Mais quelque chose de plus grave oppressait encore plus le sorcier. Quelque chose qui ne renonçait pas à partir depuis sa transformation, quelque chose de réellement incontrôlable,il s’agissait d la soif de sang humain.
Si Oswald s’obstinait à ne pas céder à cette tentation, une alternative était susceptible de s’offrir à lui. En regardant sa montre, il vit les aiguilles indiquer minuit. Il était tard, aucun humain normalement constitué s’aventurait dans une forêt aussi vaste à une heure aussi avancée. Oswald pouvait en profiter pour chasser des animaux et assouvir enfin sa soif de sang chaud. Il n’y avait plus de temps à perdre.
Alors que ses soeurs étaient sorties dans le jardin pour retrouver leur frère et le consoler, Oswald avait déjà disparu.
Caché par les feuillages abondants, le vampire marchait à pas de loup le regard à l’affut d’une proie.
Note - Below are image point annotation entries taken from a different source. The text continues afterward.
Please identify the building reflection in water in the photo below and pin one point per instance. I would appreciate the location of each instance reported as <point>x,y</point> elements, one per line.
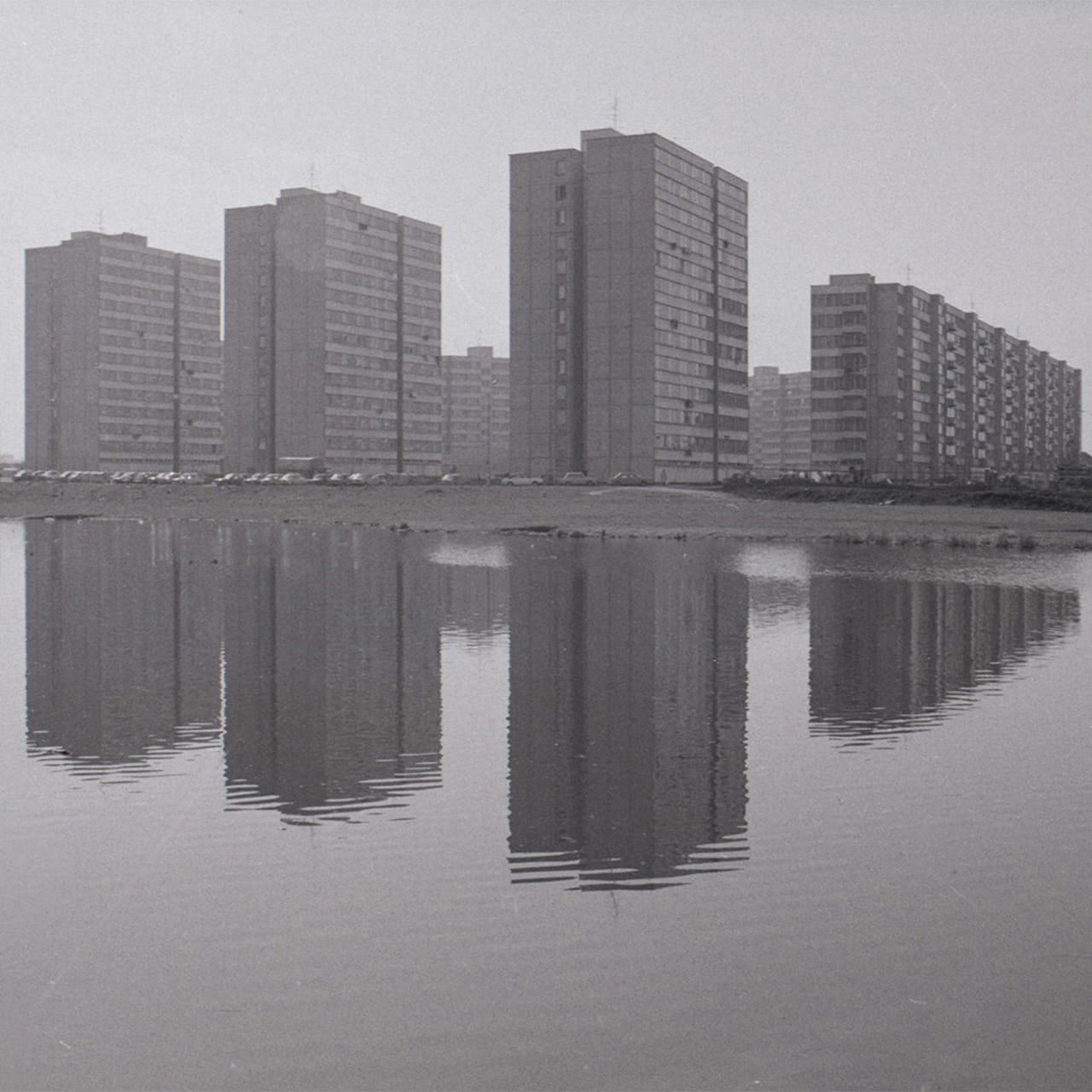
<point>628,693</point>
<point>332,670</point>
<point>892,655</point>
<point>123,642</point>
<point>473,578</point>
<point>311,654</point>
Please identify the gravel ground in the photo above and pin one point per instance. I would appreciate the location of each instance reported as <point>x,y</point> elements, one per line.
<point>643,511</point>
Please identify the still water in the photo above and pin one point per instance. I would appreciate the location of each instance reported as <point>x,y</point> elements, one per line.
<point>291,807</point>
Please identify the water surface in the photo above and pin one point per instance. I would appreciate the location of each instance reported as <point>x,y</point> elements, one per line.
<point>291,807</point>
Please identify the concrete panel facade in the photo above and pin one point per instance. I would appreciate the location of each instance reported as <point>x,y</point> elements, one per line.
<point>123,357</point>
<point>332,335</point>
<point>628,311</point>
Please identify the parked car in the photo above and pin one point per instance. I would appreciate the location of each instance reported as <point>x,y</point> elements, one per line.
<point>391,478</point>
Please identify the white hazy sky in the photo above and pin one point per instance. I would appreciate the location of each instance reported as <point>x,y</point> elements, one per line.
<point>948,137</point>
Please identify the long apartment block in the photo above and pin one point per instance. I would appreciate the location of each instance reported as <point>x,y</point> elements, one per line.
<point>124,363</point>
<point>907,386</point>
<point>628,311</point>
<point>331,335</point>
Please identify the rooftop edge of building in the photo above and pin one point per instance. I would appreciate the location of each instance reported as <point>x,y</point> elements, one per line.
<point>343,198</point>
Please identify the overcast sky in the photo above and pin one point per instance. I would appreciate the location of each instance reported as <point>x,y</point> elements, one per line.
<point>948,139</point>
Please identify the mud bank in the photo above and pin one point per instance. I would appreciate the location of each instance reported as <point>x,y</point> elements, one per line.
<point>642,512</point>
Il se voyait déjà broyer le cou d’un cerf ou d’une biche. Il sentait déjà le flux chaud couler dans sa gorge et raviver son énergie. Son coeur, même mort, semblait battre à mille à l’heure. L'adrénaline envahissait son corps et effaçait de son esprit toutes les pensées négatives. Rien ne pouvait l’arrêter.
Soudain, il aperçut une ombre. Oswald se cacha derrière le tronc imposant d’un chêne. Les yeux plissés, le regard mobile, il était prêt à bondir et à abattre sa proie.